Rumunia, Cluj Napoca, Strada Regele Ferdinand 22-26, Klausen Burger

Collapse
X
 
  • Filtruj
  • Czas
  • Pokaż
Clear All
new posts
  • bastion
    PremiumUżytkownik
    • 10-2006
    • 1117

    Rumunia, Cluj Napoca, Strada Regele Ferdinand 22-26, Klausen Burger

    Wiadomość że w Cluj Napoce działają dwa minibrowarki, była wystarczającym powodem aby zaglądnąć tam po kilkunastu latach nieobecności.
    Samo miasto jako jedno z niewielu w Rumunii jest godne zwiedzenia i może być celem samym w sobie.
    Miasto które jest miejscowym centrem uniwersyteckim, kipi życiem dzięki młodym ludziom, widocznym dosłownie wszędzie.

    To też się rzuca w oczy, po wyjechaniu na czwarte piętro miejscowego centrum handlowego, gdzie w 2010 roku urządzono restauracje wraz z minibrowarem.
    Niestety dokładniejszych informacji co do tego kto jest producentem aparatury, czy nawet ekstraktu piw, nie uzyskałem.
    Wystrój typowo ''galeriowy'', znany z wielu komercyjnych miejsc handlowych, jakich u nas również pod dostatkiem.

    Już po wejściu do sali restauracyjnej, gdzie za przeszkloną ścianą widoczna jest cała aparatura browarku, praktycznie wszystkie miejsca zajęte przez grupki młodzieży. ( kiedy tam byłem, trwał jeszcze rok szkolny)
    Ciekawą alternatywą którą polecam było wyjście na taras znajdujący się na dachu, z którego są rozległe widoki na miasto i okolice.
    Jako że dopiero co przeszła burza, i na górze nie było praktycznie nikogo, to w krótkim czasie zaczęły się zapełniać i te miejsca.
    Wydaje mi się, że tym kuszącym magnesem było miejscowe jedzenie, a zwłaszcza zestawy obiadowe, bo wybitnie towarzystwo przyszło sobie pojeść.
    W przeciwieństwie do nas.
    Oczywiście miejscowe piwo było dla nas największą atrakcją.
    W karcie figurowały 4 pozycje.

    Bere Gold 4,5-5 % alk
    Zwyczajny jasny lager, totalnie wyprany z jakichkolwiek smaków.
    Wypić i zapomnieć.

    Bere Weissbier.
    Tłumaczyć nie trzeba.
    Jedyne piwo w formie niefiltrowanej, do szybkiego wypicia i zapomnienia.
    Ani to ''bawarczyk'' ani ''belg''....

    Bere Dark.
    Bardziej rubinowe, z zaznaczonym karmelem w smaku.

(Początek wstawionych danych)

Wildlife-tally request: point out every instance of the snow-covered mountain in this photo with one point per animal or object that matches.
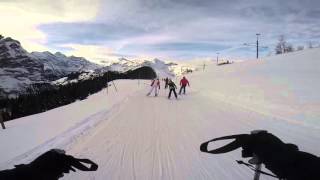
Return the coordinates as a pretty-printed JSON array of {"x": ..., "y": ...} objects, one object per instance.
[
  {"x": 59, "y": 64},
  {"x": 162, "y": 68},
  {"x": 19, "y": 68},
  {"x": 160, "y": 138}
]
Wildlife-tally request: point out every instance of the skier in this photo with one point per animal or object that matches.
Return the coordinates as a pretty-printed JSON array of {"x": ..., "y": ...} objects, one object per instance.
[
  {"x": 166, "y": 82},
  {"x": 172, "y": 88},
  {"x": 183, "y": 83},
  {"x": 155, "y": 85}
]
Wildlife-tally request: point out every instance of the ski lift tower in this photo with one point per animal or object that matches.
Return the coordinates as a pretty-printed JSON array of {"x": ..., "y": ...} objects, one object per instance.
[{"x": 256, "y": 45}]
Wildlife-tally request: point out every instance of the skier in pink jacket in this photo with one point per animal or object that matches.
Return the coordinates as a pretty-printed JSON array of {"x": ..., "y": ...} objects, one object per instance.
[{"x": 155, "y": 86}]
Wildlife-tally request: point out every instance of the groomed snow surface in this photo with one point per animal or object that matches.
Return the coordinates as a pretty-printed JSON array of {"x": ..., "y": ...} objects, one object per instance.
[{"x": 132, "y": 136}]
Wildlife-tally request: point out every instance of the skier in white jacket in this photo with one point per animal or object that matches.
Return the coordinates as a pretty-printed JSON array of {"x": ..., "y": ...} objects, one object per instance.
[{"x": 155, "y": 85}]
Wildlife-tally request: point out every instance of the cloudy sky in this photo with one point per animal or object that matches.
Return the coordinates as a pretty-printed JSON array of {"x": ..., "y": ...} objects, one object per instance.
[{"x": 169, "y": 29}]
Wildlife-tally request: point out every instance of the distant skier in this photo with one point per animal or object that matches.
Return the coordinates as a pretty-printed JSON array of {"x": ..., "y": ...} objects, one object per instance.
[
  {"x": 183, "y": 83},
  {"x": 155, "y": 86},
  {"x": 166, "y": 82},
  {"x": 172, "y": 88}
]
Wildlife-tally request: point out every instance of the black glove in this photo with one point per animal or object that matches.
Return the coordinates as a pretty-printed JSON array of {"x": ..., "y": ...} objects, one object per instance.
[
  {"x": 284, "y": 160},
  {"x": 49, "y": 166}
]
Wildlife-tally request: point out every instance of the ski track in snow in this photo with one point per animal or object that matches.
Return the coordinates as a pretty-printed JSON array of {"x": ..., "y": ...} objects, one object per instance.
[{"x": 156, "y": 138}]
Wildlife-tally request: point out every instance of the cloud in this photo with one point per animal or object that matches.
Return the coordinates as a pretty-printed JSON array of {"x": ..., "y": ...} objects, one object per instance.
[{"x": 20, "y": 19}]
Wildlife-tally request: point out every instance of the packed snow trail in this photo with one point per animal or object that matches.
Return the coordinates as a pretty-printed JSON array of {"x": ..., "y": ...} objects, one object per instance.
[{"x": 153, "y": 138}]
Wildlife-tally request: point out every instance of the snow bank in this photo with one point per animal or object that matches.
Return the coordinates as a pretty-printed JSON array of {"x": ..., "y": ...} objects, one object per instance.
[{"x": 24, "y": 134}]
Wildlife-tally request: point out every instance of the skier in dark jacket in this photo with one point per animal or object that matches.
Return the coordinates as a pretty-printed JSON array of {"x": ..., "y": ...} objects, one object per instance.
[
  {"x": 183, "y": 83},
  {"x": 172, "y": 88}
]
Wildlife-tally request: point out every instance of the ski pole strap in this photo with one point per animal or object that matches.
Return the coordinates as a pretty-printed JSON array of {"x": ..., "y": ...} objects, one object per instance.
[
  {"x": 227, "y": 148},
  {"x": 253, "y": 168}
]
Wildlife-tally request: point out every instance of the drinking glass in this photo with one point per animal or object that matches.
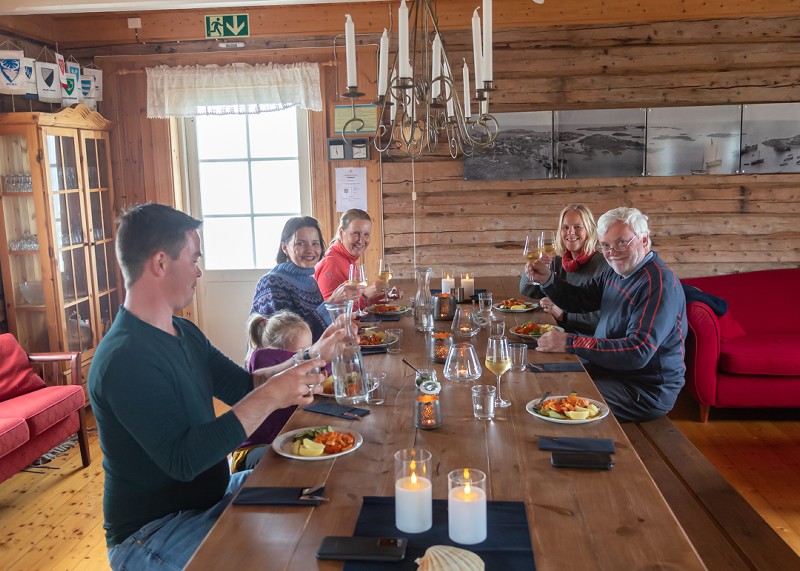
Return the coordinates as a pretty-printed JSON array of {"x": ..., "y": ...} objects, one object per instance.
[
  {"x": 533, "y": 249},
  {"x": 357, "y": 278},
  {"x": 385, "y": 274},
  {"x": 498, "y": 361}
]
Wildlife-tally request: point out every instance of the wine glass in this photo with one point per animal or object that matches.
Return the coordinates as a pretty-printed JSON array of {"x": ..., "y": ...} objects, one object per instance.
[
  {"x": 385, "y": 274},
  {"x": 498, "y": 361},
  {"x": 533, "y": 249},
  {"x": 357, "y": 278}
]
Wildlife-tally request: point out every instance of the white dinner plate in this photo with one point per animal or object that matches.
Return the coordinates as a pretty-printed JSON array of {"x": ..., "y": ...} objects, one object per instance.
[
  {"x": 283, "y": 444},
  {"x": 532, "y": 337},
  {"x": 388, "y": 338},
  {"x": 529, "y": 306},
  {"x": 603, "y": 411},
  {"x": 402, "y": 309}
]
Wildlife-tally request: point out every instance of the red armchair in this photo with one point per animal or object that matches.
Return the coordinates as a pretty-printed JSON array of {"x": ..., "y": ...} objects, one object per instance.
[
  {"x": 35, "y": 416},
  {"x": 749, "y": 357}
]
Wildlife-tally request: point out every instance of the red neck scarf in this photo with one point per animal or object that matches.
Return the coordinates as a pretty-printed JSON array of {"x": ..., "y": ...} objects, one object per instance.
[{"x": 571, "y": 264}]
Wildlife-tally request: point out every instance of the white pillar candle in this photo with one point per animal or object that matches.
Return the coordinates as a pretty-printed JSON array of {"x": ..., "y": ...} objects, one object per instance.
[
  {"x": 448, "y": 283},
  {"x": 350, "y": 48},
  {"x": 413, "y": 504},
  {"x": 436, "y": 66},
  {"x": 466, "y": 514},
  {"x": 477, "y": 49},
  {"x": 449, "y": 94},
  {"x": 488, "y": 71},
  {"x": 468, "y": 284},
  {"x": 402, "y": 37},
  {"x": 467, "y": 102},
  {"x": 383, "y": 63}
]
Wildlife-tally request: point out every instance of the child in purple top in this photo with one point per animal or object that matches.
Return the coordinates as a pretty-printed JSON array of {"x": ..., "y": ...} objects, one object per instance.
[{"x": 274, "y": 340}]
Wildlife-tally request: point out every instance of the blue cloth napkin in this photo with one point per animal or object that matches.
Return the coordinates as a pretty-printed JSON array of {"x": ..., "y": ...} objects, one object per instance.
[
  {"x": 576, "y": 444},
  {"x": 336, "y": 409},
  {"x": 555, "y": 367},
  {"x": 507, "y": 545},
  {"x": 269, "y": 496}
]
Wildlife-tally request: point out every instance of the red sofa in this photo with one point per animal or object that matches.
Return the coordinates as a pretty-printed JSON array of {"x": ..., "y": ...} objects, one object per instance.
[
  {"x": 35, "y": 416},
  {"x": 749, "y": 357}
]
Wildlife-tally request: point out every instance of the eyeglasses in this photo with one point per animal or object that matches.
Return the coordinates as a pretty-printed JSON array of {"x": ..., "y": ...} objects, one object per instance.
[{"x": 620, "y": 246}]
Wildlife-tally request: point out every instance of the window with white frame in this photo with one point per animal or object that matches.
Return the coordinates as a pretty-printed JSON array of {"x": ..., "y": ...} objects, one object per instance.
[{"x": 248, "y": 174}]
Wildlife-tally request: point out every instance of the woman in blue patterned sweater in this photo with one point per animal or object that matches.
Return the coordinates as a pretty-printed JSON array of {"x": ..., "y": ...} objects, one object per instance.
[{"x": 291, "y": 284}]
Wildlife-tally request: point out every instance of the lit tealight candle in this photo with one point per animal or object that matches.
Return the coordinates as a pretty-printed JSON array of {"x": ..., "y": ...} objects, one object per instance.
[
  {"x": 448, "y": 283},
  {"x": 413, "y": 496},
  {"x": 466, "y": 506},
  {"x": 468, "y": 284}
]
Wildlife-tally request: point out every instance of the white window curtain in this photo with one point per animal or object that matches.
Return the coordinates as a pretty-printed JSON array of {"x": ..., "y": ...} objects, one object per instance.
[{"x": 237, "y": 88}]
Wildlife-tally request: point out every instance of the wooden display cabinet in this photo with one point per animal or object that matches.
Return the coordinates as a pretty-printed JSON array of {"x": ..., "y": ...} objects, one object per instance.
[{"x": 60, "y": 276}]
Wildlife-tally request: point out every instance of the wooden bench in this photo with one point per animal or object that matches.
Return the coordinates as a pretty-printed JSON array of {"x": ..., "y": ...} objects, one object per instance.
[{"x": 724, "y": 529}]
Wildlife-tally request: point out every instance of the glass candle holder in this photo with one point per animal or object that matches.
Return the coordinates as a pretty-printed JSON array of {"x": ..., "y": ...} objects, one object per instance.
[
  {"x": 413, "y": 492},
  {"x": 466, "y": 506},
  {"x": 438, "y": 346},
  {"x": 464, "y": 324},
  {"x": 462, "y": 364}
]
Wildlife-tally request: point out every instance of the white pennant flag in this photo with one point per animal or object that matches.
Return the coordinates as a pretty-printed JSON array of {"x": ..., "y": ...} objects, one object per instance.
[
  {"x": 11, "y": 73},
  {"x": 48, "y": 82},
  {"x": 30, "y": 78},
  {"x": 97, "y": 74}
]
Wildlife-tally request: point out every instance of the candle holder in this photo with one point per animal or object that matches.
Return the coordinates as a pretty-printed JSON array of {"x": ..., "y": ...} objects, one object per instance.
[
  {"x": 427, "y": 412},
  {"x": 438, "y": 346},
  {"x": 413, "y": 492},
  {"x": 466, "y": 506},
  {"x": 464, "y": 324},
  {"x": 462, "y": 364}
]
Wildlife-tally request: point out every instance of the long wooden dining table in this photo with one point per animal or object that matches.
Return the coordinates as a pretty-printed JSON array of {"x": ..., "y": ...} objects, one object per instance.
[{"x": 578, "y": 519}]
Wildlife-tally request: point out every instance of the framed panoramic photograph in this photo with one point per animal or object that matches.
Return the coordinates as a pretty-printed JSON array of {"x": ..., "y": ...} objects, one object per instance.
[
  {"x": 599, "y": 143},
  {"x": 693, "y": 140},
  {"x": 523, "y": 149},
  {"x": 770, "y": 138}
]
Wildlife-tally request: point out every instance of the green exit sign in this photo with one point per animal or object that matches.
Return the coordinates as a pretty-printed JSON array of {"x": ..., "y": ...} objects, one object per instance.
[{"x": 228, "y": 26}]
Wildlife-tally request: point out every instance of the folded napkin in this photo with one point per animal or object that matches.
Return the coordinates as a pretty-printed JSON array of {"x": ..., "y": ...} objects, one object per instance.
[
  {"x": 555, "y": 367},
  {"x": 372, "y": 350},
  {"x": 507, "y": 545},
  {"x": 265, "y": 496},
  {"x": 373, "y": 317},
  {"x": 576, "y": 444},
  {"x": 336, "y": 409}
]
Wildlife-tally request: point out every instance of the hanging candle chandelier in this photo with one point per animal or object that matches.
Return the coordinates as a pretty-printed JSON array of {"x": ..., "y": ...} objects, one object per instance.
[{"x": 419, "y": 104}]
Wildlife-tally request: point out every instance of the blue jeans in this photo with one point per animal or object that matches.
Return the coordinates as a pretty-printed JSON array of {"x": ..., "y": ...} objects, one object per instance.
[{"x": 169, "y": 542}]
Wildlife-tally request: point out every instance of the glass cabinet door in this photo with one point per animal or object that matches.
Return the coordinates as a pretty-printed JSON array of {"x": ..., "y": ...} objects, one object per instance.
[
  {"x": 25, "y": 290},
  {"x": 101, "y": 227},
  {"x": 70, "y": 239}
]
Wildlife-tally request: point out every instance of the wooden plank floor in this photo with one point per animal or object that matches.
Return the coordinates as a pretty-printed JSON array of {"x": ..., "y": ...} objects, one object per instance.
[{"x": 54, "y": 521}]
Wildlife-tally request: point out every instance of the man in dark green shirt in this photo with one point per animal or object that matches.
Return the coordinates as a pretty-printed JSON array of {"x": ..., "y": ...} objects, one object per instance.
[{"x": 151, "y": 385}]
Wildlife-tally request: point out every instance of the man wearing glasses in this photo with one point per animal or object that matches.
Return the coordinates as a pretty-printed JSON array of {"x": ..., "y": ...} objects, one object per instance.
[{"x": 636, "y": 354}]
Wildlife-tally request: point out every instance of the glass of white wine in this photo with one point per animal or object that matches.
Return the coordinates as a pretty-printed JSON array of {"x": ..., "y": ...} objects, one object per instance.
[
  {"x": 357, "y": 278},
  {"x": 385, "y": 274},
  {"x": 533, "y": 249},
  {"x": 498, "y": 361}
]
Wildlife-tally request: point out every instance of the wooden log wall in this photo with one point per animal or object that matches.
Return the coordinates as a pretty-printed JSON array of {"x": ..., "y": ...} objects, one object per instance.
[{"x": 701, "y": 225}]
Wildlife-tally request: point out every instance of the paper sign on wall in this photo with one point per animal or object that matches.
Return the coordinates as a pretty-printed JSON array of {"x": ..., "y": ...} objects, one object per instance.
[
  {"x": 48, "y": 84},
  {"x": 351, "y": 188}
]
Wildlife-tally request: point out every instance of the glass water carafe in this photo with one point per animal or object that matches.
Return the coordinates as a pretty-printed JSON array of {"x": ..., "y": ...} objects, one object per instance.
[
  {"x": 423, "y": 301},
  {"x": 349, "y": 378}
]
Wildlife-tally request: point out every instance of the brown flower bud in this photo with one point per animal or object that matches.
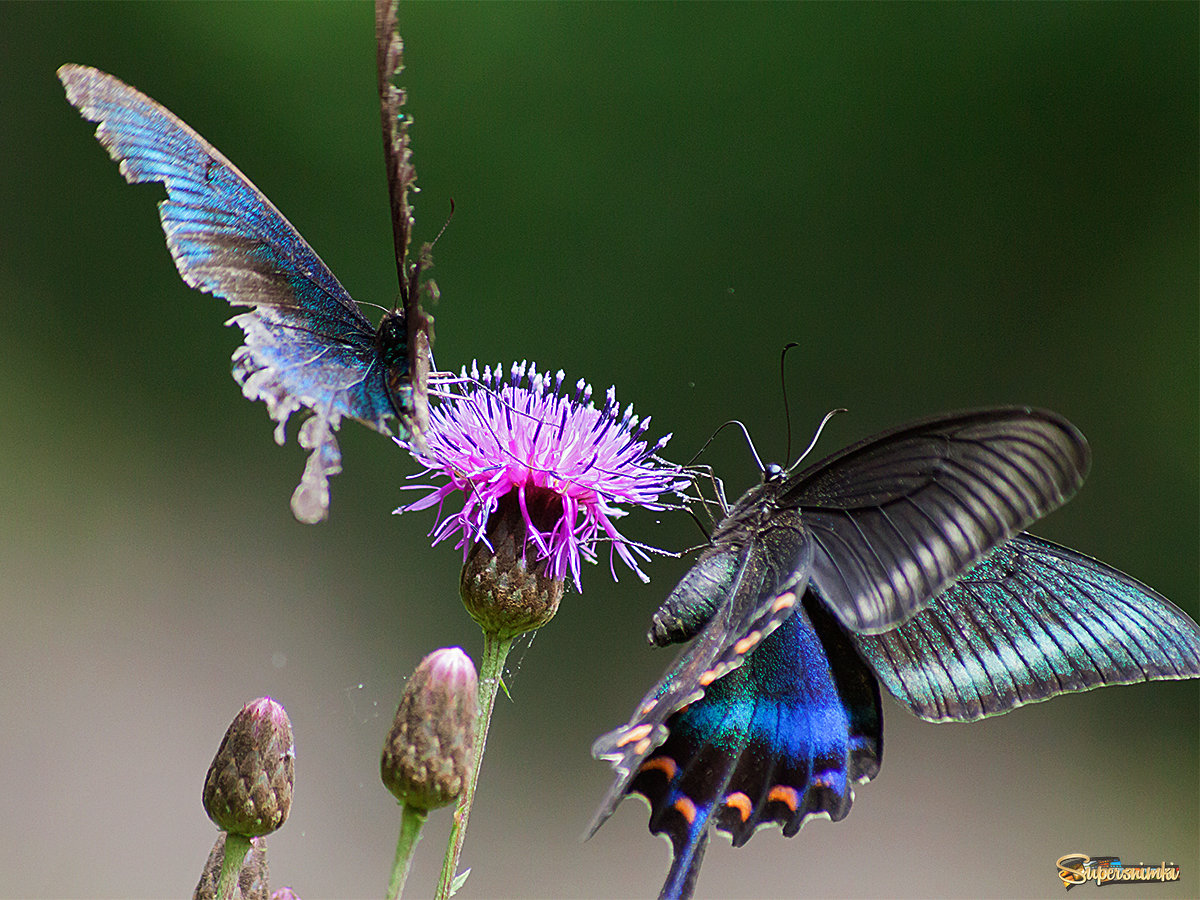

    Wszystkie w/w piwa w cenie: 4 Lei za 0.25, 7 za 0.4, i 13 za 1 l
    Jako że praktycznie Leja przeliczamy do złotówki w stosunku 1/1, to szału nie ma.

    Ostatnim piwem które zostawiłem sobie na deser było:
    Red Revolution 6% alk.
    Piwo ciemne imbirowe, które podawano z kawałkiem skórki pomarańczy pływającej sobie luźno.
    Piwo to miało jakiś smak.
    Ten imbir nie był bardzo nachalny, co w zestawieniu z piwem ciemnym i jego karmelowym posmakiem tworzyło nawet ciekawą kompozycje.
    Nie pamiętam kiedy piłem piwo ciemne imbirowe.
    Zazwyczaj to dodatek do piw jasnych.
    To piwo kosztowało: 5,8,14 Lei

    W użyciu są firmowe szklaneczki.
    Podstawek brak.
    Co ciekawe w kwestii zamówień u barmana lepiej się dogaduje po węgiersku.

    Dla mnie browarek z gatunku wypić i zapomnieć.
    Myślałem że będzie jakąś odskocznią od zupełnie nijakich rumuńskich piw, tak się jednak nie stało.

    Czynne codziennie w godz. 10.00 - 24.00.

    Strona własna: http://klausenburger.ro/#

    Kilka fociaków:




  • pebejot
    Senior
    • 01-2010
    • 1412

    #2
    Odwiedziłem minibrowar w połowie czerwca i po blisko 4 latach odświeżam temat.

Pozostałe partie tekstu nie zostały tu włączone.